My students often ask me about the difference between writing songs and writing poems. They’re insistent -- so insistent – that they’re the same art form, and I always have to work to get them to stop thinking that way. They’re related art forms, surely, perhaps closer to each other than poetry to the novel or short story, but they’re not the same, just as working with paint and working with colored markers aren’t the same to visual artists. Sure, we use the term “lyrics” for both the poems and songs, and surely we mean the same thing, those utterings of a singular I in the extended moment of spiritual/emotional/intellectual intensity, but that doesn’t mean they’re the same thing.
The best person I heard on this subject is David Bowie, who once in an NPR interview responded to a comment about the poetry of his lyrics, that he was no poet, and I paraphrase, that poets didn’t have the luxury of having music to cover-up weaker moments of language. On the other hand, poets (at least free verse poets) don’t have to work in the confines and structures of a song, nor do they have to work in collaboration.
Realize this isn’t a question of values. I don’t know why song writers would want to be poets–surely the audience for poetry is smaller than that for lyricists, and the pay check for a bestselling song far outweighs the paycheck of a bestselling poem. Still, song writers often want to be hailed as poets, and my students (remember them?) get irate when I say their favorite singer songwriter isn’t a poet.
It’s not a criticism.
I write both poems and songs–I have for years. Currently, I play guitar and sing with a four piece (punk) rock outfit called the Downstrokes, and of course, I write poems like the ones that appeared in North American Review. I write song lyrics and lyric poems. I thought I’d spend a little bit of time discussing the differences.
1. The mantra of modernism was keep it new and in poems we strive to be original, to find new ways of saying the old things, to avoid cliche. Frost: “Nothing new for the writer, nothing new for the reader. No tears for the writer, no tears for the reader.” Poems should surprise the reader.
But songs work differently. Songs engage familiarity, from chord progressions to song structures to their lyrics, songs want the audience to feel in a familiar place. That’s the purpose of the chorus, after all. I want people in the audience singing along after the first run through the song.

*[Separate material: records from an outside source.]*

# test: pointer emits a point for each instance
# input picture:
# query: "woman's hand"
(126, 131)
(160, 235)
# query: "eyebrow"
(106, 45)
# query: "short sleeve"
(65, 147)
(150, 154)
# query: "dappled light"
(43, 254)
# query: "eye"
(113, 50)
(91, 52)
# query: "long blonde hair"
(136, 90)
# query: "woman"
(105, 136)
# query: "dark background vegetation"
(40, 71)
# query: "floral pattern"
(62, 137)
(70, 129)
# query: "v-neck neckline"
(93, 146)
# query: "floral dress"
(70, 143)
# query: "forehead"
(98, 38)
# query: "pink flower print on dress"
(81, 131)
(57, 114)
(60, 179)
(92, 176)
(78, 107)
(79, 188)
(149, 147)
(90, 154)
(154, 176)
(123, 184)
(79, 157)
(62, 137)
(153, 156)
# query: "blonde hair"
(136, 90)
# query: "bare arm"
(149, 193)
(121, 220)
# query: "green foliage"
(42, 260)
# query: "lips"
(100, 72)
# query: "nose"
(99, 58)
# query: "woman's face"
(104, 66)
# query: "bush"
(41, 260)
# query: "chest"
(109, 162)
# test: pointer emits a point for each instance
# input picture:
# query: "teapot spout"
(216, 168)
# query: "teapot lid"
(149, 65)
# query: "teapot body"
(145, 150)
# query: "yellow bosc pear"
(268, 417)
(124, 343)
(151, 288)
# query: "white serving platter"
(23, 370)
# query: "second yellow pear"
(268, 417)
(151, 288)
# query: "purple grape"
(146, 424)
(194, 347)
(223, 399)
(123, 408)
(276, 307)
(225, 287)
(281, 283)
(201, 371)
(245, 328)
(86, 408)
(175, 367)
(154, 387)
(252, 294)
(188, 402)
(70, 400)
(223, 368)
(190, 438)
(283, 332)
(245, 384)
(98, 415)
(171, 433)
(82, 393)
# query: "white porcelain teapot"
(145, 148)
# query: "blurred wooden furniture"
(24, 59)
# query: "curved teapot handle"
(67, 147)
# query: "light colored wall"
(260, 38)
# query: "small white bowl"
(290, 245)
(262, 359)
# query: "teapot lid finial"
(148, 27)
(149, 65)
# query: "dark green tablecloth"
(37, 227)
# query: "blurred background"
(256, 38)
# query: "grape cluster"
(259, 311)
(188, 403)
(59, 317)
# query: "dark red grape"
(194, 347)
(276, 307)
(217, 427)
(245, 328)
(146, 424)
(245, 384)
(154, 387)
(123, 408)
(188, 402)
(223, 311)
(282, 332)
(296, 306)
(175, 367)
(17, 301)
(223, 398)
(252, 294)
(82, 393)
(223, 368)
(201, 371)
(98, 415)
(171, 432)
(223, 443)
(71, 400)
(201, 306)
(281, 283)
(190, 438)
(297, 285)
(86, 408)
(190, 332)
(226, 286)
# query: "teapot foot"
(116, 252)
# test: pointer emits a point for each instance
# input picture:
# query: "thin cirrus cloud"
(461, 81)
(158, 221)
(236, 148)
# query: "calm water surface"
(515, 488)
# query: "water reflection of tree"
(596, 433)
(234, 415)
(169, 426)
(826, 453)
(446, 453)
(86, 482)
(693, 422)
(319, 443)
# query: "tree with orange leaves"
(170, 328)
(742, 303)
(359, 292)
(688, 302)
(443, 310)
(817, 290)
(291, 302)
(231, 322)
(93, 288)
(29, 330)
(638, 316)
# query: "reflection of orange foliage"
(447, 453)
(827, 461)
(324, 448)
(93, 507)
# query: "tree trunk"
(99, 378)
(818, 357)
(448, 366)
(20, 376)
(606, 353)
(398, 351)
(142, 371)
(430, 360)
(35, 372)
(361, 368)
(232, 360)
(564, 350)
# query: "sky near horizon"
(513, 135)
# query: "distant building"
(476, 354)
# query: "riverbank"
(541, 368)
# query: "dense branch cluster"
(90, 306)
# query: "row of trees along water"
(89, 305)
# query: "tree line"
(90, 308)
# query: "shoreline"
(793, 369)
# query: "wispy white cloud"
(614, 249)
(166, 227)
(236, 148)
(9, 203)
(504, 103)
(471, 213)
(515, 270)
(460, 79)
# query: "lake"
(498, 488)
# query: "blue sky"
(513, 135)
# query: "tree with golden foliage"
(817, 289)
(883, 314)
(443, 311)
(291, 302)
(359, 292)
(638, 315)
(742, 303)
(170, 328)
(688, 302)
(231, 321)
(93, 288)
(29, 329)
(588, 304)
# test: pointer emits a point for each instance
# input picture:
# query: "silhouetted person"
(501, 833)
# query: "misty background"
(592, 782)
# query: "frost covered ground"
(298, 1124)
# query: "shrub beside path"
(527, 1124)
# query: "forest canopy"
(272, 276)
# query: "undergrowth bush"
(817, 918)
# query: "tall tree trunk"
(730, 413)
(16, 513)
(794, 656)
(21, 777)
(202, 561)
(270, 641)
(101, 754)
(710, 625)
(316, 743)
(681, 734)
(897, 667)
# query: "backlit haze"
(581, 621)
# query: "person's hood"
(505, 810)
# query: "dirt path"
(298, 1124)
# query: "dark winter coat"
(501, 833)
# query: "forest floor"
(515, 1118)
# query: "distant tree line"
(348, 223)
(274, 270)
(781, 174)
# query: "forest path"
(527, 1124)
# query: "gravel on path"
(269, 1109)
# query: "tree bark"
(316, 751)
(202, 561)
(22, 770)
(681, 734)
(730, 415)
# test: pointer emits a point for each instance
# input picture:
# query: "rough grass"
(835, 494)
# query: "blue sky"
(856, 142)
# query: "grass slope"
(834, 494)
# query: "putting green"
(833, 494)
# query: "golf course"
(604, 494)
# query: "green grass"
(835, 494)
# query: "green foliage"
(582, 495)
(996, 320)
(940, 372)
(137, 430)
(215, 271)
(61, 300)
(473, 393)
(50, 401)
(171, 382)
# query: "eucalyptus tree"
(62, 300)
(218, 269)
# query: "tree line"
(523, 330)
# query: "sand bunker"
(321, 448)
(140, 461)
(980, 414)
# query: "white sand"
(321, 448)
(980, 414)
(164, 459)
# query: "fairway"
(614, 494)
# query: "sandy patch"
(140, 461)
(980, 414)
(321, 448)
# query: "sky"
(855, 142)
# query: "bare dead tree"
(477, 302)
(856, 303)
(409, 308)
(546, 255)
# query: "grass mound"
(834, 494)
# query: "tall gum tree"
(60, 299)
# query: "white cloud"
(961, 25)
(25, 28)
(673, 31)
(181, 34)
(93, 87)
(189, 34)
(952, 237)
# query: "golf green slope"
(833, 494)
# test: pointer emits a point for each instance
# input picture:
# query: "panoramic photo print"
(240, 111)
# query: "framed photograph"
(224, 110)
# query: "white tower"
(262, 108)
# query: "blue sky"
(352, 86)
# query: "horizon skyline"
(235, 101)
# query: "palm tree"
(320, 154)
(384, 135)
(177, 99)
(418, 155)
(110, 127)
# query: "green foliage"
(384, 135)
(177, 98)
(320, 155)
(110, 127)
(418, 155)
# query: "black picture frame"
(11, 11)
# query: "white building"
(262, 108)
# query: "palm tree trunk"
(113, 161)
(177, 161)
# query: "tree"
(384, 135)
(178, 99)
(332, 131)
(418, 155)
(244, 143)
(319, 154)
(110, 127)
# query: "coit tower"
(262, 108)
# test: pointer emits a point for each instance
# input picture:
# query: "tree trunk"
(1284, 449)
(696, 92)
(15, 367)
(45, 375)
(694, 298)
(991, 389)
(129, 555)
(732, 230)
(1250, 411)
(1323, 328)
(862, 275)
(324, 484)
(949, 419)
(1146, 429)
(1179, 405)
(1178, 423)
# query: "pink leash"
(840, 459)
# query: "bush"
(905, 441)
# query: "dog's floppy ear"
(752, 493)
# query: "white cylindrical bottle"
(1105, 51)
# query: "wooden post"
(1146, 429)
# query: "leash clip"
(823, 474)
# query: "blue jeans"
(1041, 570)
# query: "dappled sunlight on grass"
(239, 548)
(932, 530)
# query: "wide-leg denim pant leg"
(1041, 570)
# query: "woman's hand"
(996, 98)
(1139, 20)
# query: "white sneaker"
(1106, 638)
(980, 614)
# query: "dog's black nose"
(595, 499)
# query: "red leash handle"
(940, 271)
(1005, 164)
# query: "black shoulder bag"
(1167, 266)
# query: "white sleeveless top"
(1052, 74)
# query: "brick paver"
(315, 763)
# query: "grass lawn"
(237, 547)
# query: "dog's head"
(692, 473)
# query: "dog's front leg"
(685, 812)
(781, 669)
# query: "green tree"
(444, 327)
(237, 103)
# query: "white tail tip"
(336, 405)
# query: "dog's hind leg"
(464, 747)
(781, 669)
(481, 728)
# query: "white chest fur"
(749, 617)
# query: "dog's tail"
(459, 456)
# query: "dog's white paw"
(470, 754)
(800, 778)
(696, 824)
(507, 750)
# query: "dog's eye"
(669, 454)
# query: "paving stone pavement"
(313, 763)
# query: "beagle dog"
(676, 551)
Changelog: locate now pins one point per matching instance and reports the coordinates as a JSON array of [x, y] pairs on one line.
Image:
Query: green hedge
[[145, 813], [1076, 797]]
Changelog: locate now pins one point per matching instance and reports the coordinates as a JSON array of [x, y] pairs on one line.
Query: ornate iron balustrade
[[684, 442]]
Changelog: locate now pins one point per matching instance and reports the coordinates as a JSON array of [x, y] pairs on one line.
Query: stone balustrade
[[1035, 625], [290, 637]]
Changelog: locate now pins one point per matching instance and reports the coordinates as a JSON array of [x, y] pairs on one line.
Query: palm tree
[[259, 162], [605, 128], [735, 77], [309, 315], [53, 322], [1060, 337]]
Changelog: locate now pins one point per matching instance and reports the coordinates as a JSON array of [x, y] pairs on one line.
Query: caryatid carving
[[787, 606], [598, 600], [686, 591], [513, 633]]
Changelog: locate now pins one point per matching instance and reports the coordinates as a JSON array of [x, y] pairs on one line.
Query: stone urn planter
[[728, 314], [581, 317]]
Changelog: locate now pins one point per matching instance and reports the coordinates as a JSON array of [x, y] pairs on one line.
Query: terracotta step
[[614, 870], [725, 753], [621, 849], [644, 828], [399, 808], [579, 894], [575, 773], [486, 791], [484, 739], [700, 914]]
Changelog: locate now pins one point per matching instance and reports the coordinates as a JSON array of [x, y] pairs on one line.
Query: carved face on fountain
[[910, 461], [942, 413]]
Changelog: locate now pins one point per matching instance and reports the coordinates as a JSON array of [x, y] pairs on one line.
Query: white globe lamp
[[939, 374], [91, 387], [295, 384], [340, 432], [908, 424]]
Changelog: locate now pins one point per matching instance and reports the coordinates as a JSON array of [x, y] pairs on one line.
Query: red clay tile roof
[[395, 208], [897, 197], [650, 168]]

2. How we receive the work. We listen to our music. We take it with us. We often hear a song over and over. I know a few people who, like me, keep poems on their MP3 player, but mostly, we read poems on a page and engage the text silently; we often read them only once or twice, though our favorite poems we may read more regularly. . . Even auditory techniques such as rhyme, anaphora, and other devices are muted in our experience of a poem, whereas such techniques when used in song lyrics are experienced viscerally, often in a melody or harmony that emphasizes such gestures and makes them easier to remember, and we can play them over and over again even while doing other things (try reading a poem and driving a car, for instance).
3. Poetry writing is a solitary act — it’s me and my pen. Sure, I share my poems with select friends for their input, but eventually the decisions are mine. Because I play in a band, the decisions are much less cut and dried. My bandmates stay away from my lyrics up to a point, but they do make suggestions, and rhythm structures, melodies, etc. may change the way the words are delivered or the length of the verses. The very collaborative nature of songwriting for me makes it a dramatically different event. Furthermore, because I’m ultimately playing a genre of music, I’m much more keenly aware of the audience for my songs than I am of my poems–it goes back to that issue of familiarity.
4. Instrumentation. Bowie’s right. When we’re listening to music, we’re not only listening to the words: we’re listening to the instruments, the music. If the rhythm section is making my ass boogie, what do I care that the lyrics are a little inane, a little cliché I want to move. And minor chords do a lot to emphasize sadness, or a distorted, crunching guitar at half time can insist on anger in ways that allow the song’s words not to have to do as much work. The poem is just me and the page, and I remember that every time I do a poetry reading.
This is not to say songwriting is easier. I revise my songs just as much as I revise my poems. Poems and songs–lyrics and lyrics–are different beasts with different objectives and dare I say it, for me anyway, different starting points. I like writing both, as I also like writing fiction and criticism, because they allow me different entries into using language, and as a poet, it’s a love for words and all I can do with them, that keeps me interested and engaged...
Gerry LaFemina's latest book is Vanishing Horizon. He directs the Frostburg Center for Creative Writing at Frostburg State University where he is an Associate Professor of English. He divides his time between Maryland and New York.